King PST (the one for the opening/middlegame) can be written in a way that encourages castling, although this will certainly need to be corrected later on when implementing king safety and being faced with the "exceptional" cases where the king is safer in the middle. Other topics for PST include centralization (e.g. knight, pawn, king in endgame), back rank penalties for knights/bishops, or bishops on long diagonals.

I would fully drop everything else in the beginning, like endgame recognition, "piece pseudo mobility", or pawn-push encouragement for non-passers.

Sven

xmas79 · Post by **xmas79** » Sun Oct 13, 2013 11:02 pm

Sven Schüle wrote:I suggest to save the games as PGN. This can serve for several purposes, e.g.:
- look what really happened in the games;
- get some statistics, like average game length (my question came from thoughts about the total time of your test, i.e. 5000 games with 2 CPU minutes per game based on an average of 60 moves per game);
- check for duplicates and remove them;
- calculate an estimated relative rating.

I will do. But before I start a new test I need more information:
1) What kind of statistics you think are useful? Game length is OK. What else can I extract from games?
2) How do I check for duplicates? Do I have to see if the first let's say 10 moves are identical and eventually dischard these "duplicated" games? Some tools that can help doing this job?
3) I read I can use bayeselo & company. I will learn how to use these tools. Can you suggest me one tool in particular?

Thank you,
Natale.

xmas79 · Post by **xmas79** » Sun Oct 13, 2013 11:07 pm

hgm wrote:I am not sure if with '1 sec/move' you really mean fixed maximum time per move, or something like 40 moves/40sec. Fairy-Max performs very poorly at fixed max time/move, because of it simplistic time management. To not forfeit every game within 10 moves it has to take a huge safety margin when it starts an iteration, as it must be >99.5% sure that it can finish it (and then it would still lose about 30% of the games on time, if they last 60 moves). As a result it uses on average only about 10% of the alotted time.

I really meant maximum time per move. I don't understand the logic, but it's ok that FM performs very bad at that time control.

Sven's question about the starting positions relates to the problem of not repeating the same game over and over again when you play engines without book. So 'starting positions' can also be read as 'book lines' here.

With Fairy-Max the problem is not that severe, as it randomizes its first few opening moves, by adding a rather large random score to all moves in the root. Nevertheless, if you play it 5000 times against a non-randomizing engine, I am pretty sure there will be many duplicate games. When I use Fairy-Max for measuring piece values, it plays against itself (so both engines randomize), but even then I do Chess960-like shuffling of initial positions to prevent duplicats.

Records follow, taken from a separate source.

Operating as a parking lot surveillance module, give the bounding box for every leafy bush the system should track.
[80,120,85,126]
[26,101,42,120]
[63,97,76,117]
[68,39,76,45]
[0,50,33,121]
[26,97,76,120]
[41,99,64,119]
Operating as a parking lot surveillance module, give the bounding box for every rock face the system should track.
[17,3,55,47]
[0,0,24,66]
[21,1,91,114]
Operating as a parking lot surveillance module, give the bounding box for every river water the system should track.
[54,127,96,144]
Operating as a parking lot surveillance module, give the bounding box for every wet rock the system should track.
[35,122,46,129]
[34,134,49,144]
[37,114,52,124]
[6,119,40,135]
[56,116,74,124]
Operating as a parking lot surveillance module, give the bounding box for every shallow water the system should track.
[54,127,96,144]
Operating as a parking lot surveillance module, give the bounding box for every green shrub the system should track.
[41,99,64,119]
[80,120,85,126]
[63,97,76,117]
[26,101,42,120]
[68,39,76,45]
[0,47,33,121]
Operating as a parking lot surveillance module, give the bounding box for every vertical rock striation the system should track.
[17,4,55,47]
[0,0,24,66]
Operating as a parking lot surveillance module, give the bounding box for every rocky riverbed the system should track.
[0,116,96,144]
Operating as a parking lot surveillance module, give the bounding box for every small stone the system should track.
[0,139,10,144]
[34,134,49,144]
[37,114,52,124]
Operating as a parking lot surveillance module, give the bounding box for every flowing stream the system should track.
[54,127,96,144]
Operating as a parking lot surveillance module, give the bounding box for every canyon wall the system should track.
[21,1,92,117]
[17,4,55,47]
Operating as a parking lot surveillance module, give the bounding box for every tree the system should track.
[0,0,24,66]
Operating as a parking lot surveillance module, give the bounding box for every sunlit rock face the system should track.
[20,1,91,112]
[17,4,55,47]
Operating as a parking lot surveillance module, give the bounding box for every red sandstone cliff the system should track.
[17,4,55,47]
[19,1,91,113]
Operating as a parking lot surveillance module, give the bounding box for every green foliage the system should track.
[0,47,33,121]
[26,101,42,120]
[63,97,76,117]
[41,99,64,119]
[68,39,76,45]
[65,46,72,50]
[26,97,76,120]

Ok, I have to check this. I'll be ready for the next match.

Thank you,
Natale.

xmas79 · Post by **xmas79** » Mon Oct 14, 2013 12:02 am

Sven Schüle wrote:
xmas79 wrote:the simplest thing I could think to improve its performance: pieces pseudo-mobility
What is that? Do you mean: number of pseudo-legal moves of pieces?

Yes

I mean that. Suppose one queen each side and two bishops each side. I count pseudo-legal moves of queen for white and use this number directly as a score, adding it to the material evaluation. So if queen has 13 moves, then score is MATERIAL_VALUE+0.13. Then I evaluate black queen by counting all possible pseudo-legal moves and subtract to the eval and so on.... Very simple (and probabily wrong), but I used to "randomize" search a bit, because without it every move in mid-game looks the same and actually played much worse... I had very simple PST, but I actually dropped them because I know they must be tuned in some way (as everything), and must be done for opening/mid-game/endgame, and I didn't want to do that yet. Pseudo-legal moves are ideal (I think), as each piece assumes a different values at different times during the game (except for king, that's why it never castles). They also let the engine to play a little "aggressive" because a knight that can attack opponent pieces is evaluated better than a knight in a defensive position.... Only funny reasoning here...

xmas79 wrote:"pawn distance to promotion square bonus" to encourage pawn pushing in endgames (but it actually takes that as an advice in the opening LOL, so you see h4 g4 f4 f5 and moves like that )
I think you should encourage pawn pushing for passers only, unless you implement much more knowledge about pawn structure (e.g. candidate pawns). Getting this right can already help to keep the pawns in front of the king after castling.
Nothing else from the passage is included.